Mumcu'nun ölümle tehdit edildiği halde son güne kadar gazetesine gittiğini söyleyen Tugay, şunları kaydetti:

"Koruma dahi istemedi. Nazım Hikmet’in, 'Ölümden korktuğu halde ölüme inanmadığı için' dizesi onu çok iyi özetliyordu. Uğur Mumcu’nun buraya sığmayacak kadar büyük olan hikâyesinde görüyoruz ki o hep karanlıkları kalemiyle aydınlattı. Hiçbir çıkar grubunun, güç odağının etkisi altına girmedi. Satın alınamayacak bir kalemdi. Fakat bu ülkede acıyla tecrübe ettik ki karanlıkları aydınlatan, bağımsız, cesur pek çok kalemi kırdılar, yaşatmadılar. Uğur Mumcu da ortaya çıkarılması istenmeyen gerçeklerin peşinde koştuğu ve bunları belgeleriyle ortaya çıkardığı için öldürüldü.

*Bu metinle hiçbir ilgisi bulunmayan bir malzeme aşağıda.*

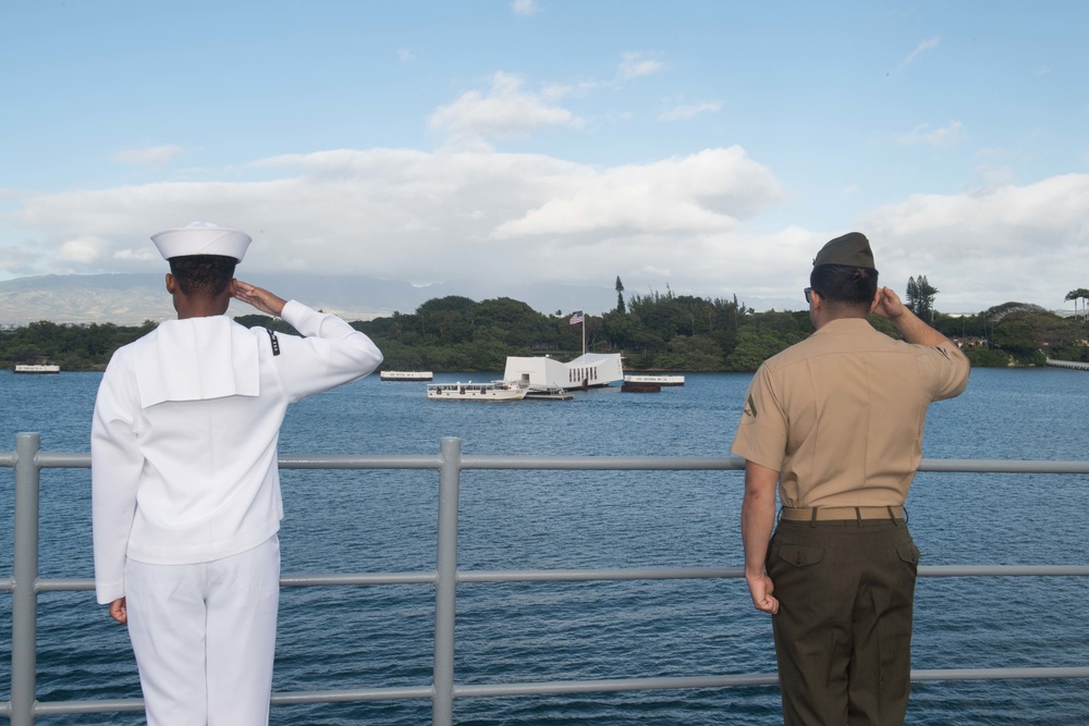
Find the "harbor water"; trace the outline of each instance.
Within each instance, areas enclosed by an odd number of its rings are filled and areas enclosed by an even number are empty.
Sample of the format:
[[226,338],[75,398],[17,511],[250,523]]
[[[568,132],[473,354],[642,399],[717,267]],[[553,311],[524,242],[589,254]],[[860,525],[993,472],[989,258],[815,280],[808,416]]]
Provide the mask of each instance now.
[[[437,374],[436,382],[494,377]],[[41,433],[46,452],[86,452],[100,373],[0,372],[0,451]],[[748,374],[687,374],[682,387],[566,402],[429,402],[424,383],[377,376],[296,404],[283,455],[729,456]],[[931,407],[929,458],[1085,460],[1089,374],[972,371]],[[11,576],[12,470],[0,469],[0,577]],[[41,473],[40,571],[90,577],[90,477]],[[435,471],[282,472],[283,574],[435,568]],[[463,569],[741,566],[737,471],[462,473]],[[908,499],[923,565],[1085,565],[1089,477],[922,472]],[[1089,664],[1089,578],[920,578],[915,668]],[[286,588],[276,691],[430,682],[433,589]],[[0,700],[10,698],[11,595],[0,593]],[[741,579],[472,583],[457,591],[460,684],[774,673],[770,620]],[[124,629],[90,592],[39,598],[38,698],[138,698]],[[427,701],[272,709],[273,724],[430,723]],[[781,723],[774,687],[460,699],[462,725],[722,726]],[[41,718],[140,724],[142,714]],[[1086,680],[920,682],[907,723],[1089,723]]]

O ülkesini aydınlattı ama suikast 32 yıldır aydınlatılmadı. Failinin meçhul kalacağı daha o gün, 24 Ocak 1993’te olay yerindeki delillerin çalı süpürgesiyle süpürülmesinden, devlet protokolünün kanıtlar üzerinden yürüyerek geçmesinden belli değil miydi? 'Cinayeti çözmek namus borcudur' dendi ancak namus sözleri tutulmadı. Uğur Mumcu suikastının faillerini yakalamak için başlatılan, Bahriye Üçok, Muammer Aksoy, Ahmet Taner Kışlalı'nın öldürülmesi gibi birçok olayı kapsayan Umut Davası hâlâ sürüyor. Dava, vicdanları bir türlü rahatlatamadı.
Bize düşen, Uğur Mumcu’nun yaptığı gibi baskıya, sansüre mizahla yanıt vermek, gülmek. Mumcu’nun 'Bilgi sahibi olmadan fikir sahibi olunmaz' sözünü unutmayalım; okuyup bilgilenelim, hep uyanık olalım."